The bartender shrugged and walked away.

"Okay," Matt said. "Let me pay for these, and we'll go someplace where we can talk."

He looked at the cash register tab on the bar, then reached in his pocket and peeled two bills from a wad of currency and laid them on the bar. He picked up his drink and drained it.

Matthews saw that Reynolds's glass was still full.

"Where's your car, Jack?" Matt asked.

"Out in back."

"Good. So's mine," Matt said.

He politely gestured for Susan to precede him out of the bar.

When they were in the parking lot, Matthews pointed at his car.
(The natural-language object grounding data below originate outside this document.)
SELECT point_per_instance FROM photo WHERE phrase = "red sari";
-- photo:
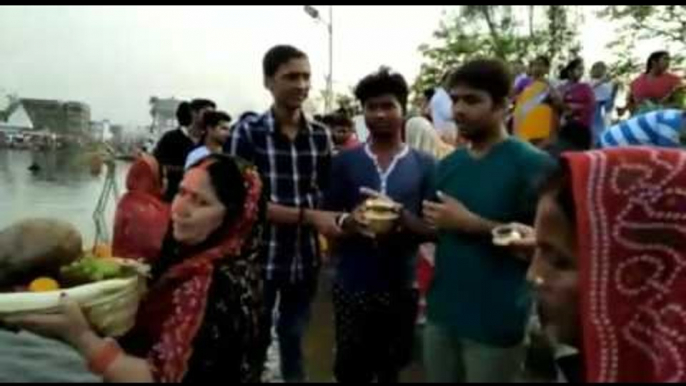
(142, 218)
(201, 317)
(631, 211)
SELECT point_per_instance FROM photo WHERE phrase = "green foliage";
(496, 31)
(638, 23)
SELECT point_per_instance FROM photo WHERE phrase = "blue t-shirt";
(661, 128)
(363, 264)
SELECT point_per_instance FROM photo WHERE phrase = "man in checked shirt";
(293, 156)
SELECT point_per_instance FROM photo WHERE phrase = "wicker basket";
(109, 305)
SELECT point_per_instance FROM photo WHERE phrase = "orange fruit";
(44, 284)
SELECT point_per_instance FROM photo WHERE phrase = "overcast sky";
(115, 58)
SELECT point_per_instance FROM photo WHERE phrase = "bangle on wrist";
(340, 220)
(302, 216)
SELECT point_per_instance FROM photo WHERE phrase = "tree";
(495, 31)
(640, 23)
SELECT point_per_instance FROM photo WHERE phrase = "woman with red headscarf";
(201, 319)
(609, 270)
(142, 217)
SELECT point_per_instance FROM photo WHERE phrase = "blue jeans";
(292, 318)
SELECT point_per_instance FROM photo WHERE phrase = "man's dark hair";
(383, 82)
(212, 119)
(566, 72)
(278, 56)
(544, 59)
(489, 75)
(247, 115)
(654, 57)
(183, 114)
(199, 104)
(429, 93)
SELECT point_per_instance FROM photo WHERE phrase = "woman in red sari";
(578, 97)
(201, 319)
(609, 270)
(142, 217)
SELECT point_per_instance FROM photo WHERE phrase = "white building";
(15, 118)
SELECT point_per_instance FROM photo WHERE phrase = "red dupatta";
(174, 309)
(142, 217)
(631, 221)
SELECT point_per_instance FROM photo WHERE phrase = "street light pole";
(329, 26)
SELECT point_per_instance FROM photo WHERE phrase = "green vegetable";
(91, 269)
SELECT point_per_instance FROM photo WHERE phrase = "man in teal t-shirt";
(479, 304)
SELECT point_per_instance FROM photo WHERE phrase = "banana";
(25, 302)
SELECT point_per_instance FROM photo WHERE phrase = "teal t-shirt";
(479, 290)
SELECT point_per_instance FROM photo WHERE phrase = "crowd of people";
(231, 216)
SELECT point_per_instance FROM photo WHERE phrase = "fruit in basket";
(92, 269)
(44, 284)
(37, 247)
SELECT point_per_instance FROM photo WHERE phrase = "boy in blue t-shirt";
(374, 300)
(663, 128)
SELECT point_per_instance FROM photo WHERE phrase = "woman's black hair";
(565, 74)
(654, 57)
(229, 186)
(209, 120)
(558, 183)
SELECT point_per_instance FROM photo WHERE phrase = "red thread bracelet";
(103, 359)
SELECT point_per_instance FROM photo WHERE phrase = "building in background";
(163, 112)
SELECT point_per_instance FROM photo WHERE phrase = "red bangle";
(103, 359)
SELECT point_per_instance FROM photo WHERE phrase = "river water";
(63, 189)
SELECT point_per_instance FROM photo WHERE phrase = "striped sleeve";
(658, 128)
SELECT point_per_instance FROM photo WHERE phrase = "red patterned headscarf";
(174, 309)
(142, 218)
(631, 211)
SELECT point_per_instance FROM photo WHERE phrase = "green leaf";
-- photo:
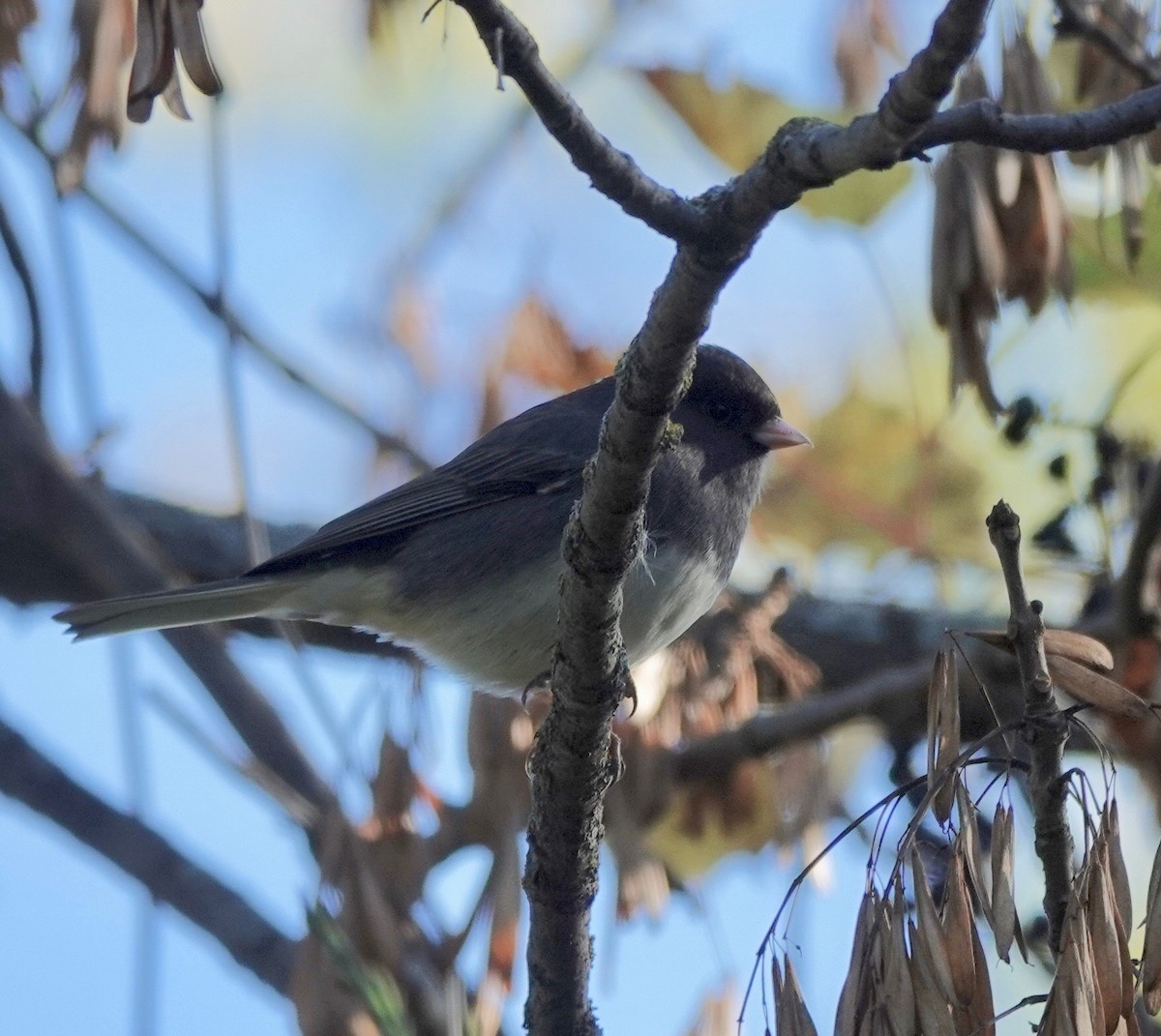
(1100, 261)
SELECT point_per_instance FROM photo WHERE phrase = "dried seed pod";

Matt nodded.

Matt led Matthews to his unmarked Plymouth, unlocked the trunk, opened it, handed the keys to Susan, and then reached inside and came out with a briefcase.

"What's that?" Matthews asked.

"It's a briefcase full of money, Jack," Matt said. "Let's go sit in your car."

Matthews's eyebrows rose high in exasperation.

They walked to his car, a new Chevrolet four-door sedan with Maryland license plates.

"What's with the Maryland plates?" Matt asked.

"My car collapsed," Matthews said. "I borrowed this one."

He unlocked the car, Matt got in the front seat and Susan in back.

"Okay, Matt, now what the hell is going on?"

"To answer the question I am sure is foremost in your mind, Jack: Yes, Miss Reynolds and I are emotionally involved. "

"Oh, my God!"

"Keep that in mind. It bears very heavily on all of this."